Gli ebrei arabi non dimostravano interesse per lo stato sionista, il sionismo del resto prima della Shoah e della fondazione di Israele era un movimento di minoranza che lasciava indifferente la maggior parte degli ebrei e da altri era fieramente contrastato. ( L'unione generale dei lavoratori ebrei di Russia, Polonia e Lituania -BUND- osteggiava il sionismo ritenendo che l'emancipazione e la dignità del popolo ebraico sarebbero state ottenute con il socialismo e l'internazionalismo perciò era contrario alla fondazione di uno stato ebraico). Per quanto riguarda poi la decantata modernità «questa visione elude la realtà dei processi storici tacendo una serie di verità, gli ashkenaziti come i sefarditi , provenivano da paesi che erano ai margini del capitalismo mondiale de avevano iniziato la loro industrializzazione come il loro sviluppo tecnologico e scientifico quasi contemporaneamente» (E. S.) Ma i
sionisti che avevano voluto fondare uno stato di stampo occidentale nel cuore del Medio Oriente erano ebrei europei (ashkenaziti) e come nella migliore tradizione colonialista e orientalista nutrivano profondo disprezzo per i popoli orientali.
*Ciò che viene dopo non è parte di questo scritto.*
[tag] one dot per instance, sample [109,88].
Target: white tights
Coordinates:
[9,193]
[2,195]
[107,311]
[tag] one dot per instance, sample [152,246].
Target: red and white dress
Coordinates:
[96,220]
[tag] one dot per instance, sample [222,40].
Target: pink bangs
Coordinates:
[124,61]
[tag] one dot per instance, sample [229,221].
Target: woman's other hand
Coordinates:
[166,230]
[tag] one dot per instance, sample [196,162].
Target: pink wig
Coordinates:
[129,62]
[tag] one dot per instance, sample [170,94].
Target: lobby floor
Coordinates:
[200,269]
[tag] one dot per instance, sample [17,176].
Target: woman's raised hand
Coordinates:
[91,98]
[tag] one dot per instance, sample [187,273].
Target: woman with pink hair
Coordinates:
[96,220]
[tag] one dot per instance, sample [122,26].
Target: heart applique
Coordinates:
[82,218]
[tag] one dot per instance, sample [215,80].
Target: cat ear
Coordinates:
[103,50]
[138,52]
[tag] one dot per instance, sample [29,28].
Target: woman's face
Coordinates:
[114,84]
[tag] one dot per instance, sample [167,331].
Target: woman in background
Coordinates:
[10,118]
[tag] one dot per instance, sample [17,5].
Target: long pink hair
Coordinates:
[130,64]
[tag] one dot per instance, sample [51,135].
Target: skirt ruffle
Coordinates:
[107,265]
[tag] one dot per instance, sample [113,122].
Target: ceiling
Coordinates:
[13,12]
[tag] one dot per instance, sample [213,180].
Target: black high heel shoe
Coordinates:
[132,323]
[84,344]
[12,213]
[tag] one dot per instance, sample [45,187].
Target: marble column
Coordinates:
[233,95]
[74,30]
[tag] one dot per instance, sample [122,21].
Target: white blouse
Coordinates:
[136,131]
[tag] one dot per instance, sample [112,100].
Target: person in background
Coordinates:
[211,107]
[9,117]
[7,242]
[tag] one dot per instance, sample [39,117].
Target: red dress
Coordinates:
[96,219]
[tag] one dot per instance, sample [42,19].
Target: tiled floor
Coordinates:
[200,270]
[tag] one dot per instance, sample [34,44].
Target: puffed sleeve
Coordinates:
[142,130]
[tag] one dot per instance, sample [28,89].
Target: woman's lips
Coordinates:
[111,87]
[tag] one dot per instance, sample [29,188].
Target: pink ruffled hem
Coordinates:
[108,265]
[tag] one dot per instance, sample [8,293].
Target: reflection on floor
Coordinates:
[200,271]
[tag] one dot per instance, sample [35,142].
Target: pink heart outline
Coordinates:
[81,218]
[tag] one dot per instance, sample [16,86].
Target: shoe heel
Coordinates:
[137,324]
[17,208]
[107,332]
Gli ebrei arabi non furono accolti come uguali ma fatti oggetto di ogni possibile sopruso e violenza dal rapimento dei loro bambini alla sterilizzazione forzata delle donne, all'esposizione di migliaia di bambini a radiazioni che provocarono tumori e altre malattie gravi, alle condizioni di estrema povertà a cui furono costrette, nelle baracche dei campi di transito, intere famiglie per anni, dopo aver lasciato i loro beni nei paesi d'origine secondo gli accordi dei sionisti con gli stati arabi.
Ai sionisti era indispensabile l'immigrazione della massa degli ebrei arabi sia perché l'immigrazione dall'Europa si andava esaurendo, sia perché necessitava mano d'opera a basso costo e questi ebrei percepiti come «lavoratori naturali» potevano a un tempo sostituire i lavoratori palestinesi o entrare in concorrenza con loro, e mantenere l'obiettivo del «lavoro ebraico» uno dei miti del sionismo.
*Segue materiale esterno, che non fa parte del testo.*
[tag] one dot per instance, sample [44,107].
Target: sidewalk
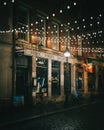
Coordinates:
[14,115]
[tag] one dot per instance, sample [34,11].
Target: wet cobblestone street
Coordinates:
[89,117]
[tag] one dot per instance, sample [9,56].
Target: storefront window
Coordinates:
[67,77]
[55,78]
[41,76]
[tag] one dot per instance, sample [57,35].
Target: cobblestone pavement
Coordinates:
[88,117]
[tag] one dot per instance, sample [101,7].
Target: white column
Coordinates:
[96,75]
[49,79]
[62,78]
[85,82]
[73,79]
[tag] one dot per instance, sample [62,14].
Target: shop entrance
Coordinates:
[22,84]
[41,78]
[23,91]
[55,78]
Nel suo impeto di occidentalizzare la società israeliana l'establishment ashkenazita era fortemente preoccupata dalla propria contraddizione interna: gli ebrei orientali e temeva che questi avrebbero potuto orientalizzare la società per cui li integrarono ai livelli più bassi della società dove il loro impatto sarebbe stato ininfluente. Essi furono insediati nelle zone periferiche e di frontiera e utilizzati nel controllo delle popolazioni native e delle loro terre.
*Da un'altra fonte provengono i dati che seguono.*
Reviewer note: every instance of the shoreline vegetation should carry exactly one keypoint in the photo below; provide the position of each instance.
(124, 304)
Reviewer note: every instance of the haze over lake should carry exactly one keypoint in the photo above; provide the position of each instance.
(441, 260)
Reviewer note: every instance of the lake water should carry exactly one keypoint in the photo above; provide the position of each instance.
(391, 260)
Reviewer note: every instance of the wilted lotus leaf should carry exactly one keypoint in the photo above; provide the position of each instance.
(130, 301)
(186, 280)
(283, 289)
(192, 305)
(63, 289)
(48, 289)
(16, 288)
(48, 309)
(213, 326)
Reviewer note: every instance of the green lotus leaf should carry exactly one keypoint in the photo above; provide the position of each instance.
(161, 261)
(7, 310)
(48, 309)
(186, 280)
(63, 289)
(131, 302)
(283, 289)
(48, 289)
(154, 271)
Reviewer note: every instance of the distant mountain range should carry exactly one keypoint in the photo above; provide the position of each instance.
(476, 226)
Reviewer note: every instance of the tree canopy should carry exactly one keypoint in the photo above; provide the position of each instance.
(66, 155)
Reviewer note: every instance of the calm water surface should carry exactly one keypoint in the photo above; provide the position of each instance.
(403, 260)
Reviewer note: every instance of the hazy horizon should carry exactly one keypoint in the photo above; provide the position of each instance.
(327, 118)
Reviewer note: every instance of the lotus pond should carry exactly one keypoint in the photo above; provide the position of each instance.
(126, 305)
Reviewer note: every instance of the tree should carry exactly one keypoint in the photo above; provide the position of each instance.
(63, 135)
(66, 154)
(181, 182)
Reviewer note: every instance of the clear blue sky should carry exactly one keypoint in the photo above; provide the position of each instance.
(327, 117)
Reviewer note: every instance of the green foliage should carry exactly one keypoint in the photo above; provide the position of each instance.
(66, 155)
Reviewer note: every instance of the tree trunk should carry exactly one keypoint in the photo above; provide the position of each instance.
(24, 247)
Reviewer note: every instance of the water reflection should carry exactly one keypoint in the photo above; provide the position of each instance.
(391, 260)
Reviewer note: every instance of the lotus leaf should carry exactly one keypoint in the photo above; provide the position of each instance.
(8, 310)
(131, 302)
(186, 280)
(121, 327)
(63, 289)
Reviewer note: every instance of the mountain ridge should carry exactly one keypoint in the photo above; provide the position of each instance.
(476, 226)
Ai mizrachi fu chiesto di scegliere tra l'essere arabi o ebrei, di convincersi che la loro storia e cultura non aveva radici nei paesi orientali da dove provenivano ma negli shtetl della Lituania, di convincersi che erano parte della generale persecuzione che in ogni paese e in ogni epoca avevano subito gli ebrei, che nei loro paesi c'erano stati i pogrom come in Russia e infine di trasformarsi nel modello sionista del nuovo ebreo, che entrava gloriosamente di nuovo nella storia dopo secoli di persecuzioni e di esilio. Questa universalizzazione del vittimismo ebraico giustificava il progetto nazionalista e coloniale dei sionisti e a un tempo lo sradicamento di popolazioni dai loro paesi e dalle loro storie e culture. Storie e culture che dovevano essere cancellate per unificarsi alla narrazione ufficiale. Nell'ultima parte del libro, nel corso dell'intervista, Ella S. scrive: «...la separazione operata da Euro-Israele della parte ebraica da quella mediorientale si è tradotta nello smantellamento delle comunità ebraiche del mondo islamico come anche in forti pressioni sugli ebrei orientali affinché adeguassero la loro identità ebraica ai paradigmi sionisti...gli ebrei dell'Islam hanno dovuto far fronte per la prima volta nella loro storia al dilemma a loro imposto: la scelta tra arabicità e ebraicità all'interno di un contesto geopolitico che ha riprodotto, da un lato, l'equazione arabicità-mediorientalità-Islam e dall'altro lato quella di ebraicità-europeità-occidentalità. Un altro aspetto determinante del racconto...la «nazione ebraica» combatteva un comune nemico storico» -l'arabo musulmano- sviluppando una duplice amnesia relativamente alla storia giudeo-islamica e alla spartizione coloniale della Palestina. Le false analogie tra arabi e nazisti sono diventate non solo un punto fisso della retorica sionista ma anche un sintomo dell'incubo ebraico-europeo proiettato sulle dinamiche politiche, strutturalmente distinte, del conflitto israelo-palestinese» e conclude « nel contesto dei massacri e delle privazioni inflitte al popolo palestinese la sovrapposizione della figura dell'arabo musulmano a quella dell'europeo oppressore degli ebrei mette la sordina alla storia degli insediamenti coloniali dello stesso Euro-Israele».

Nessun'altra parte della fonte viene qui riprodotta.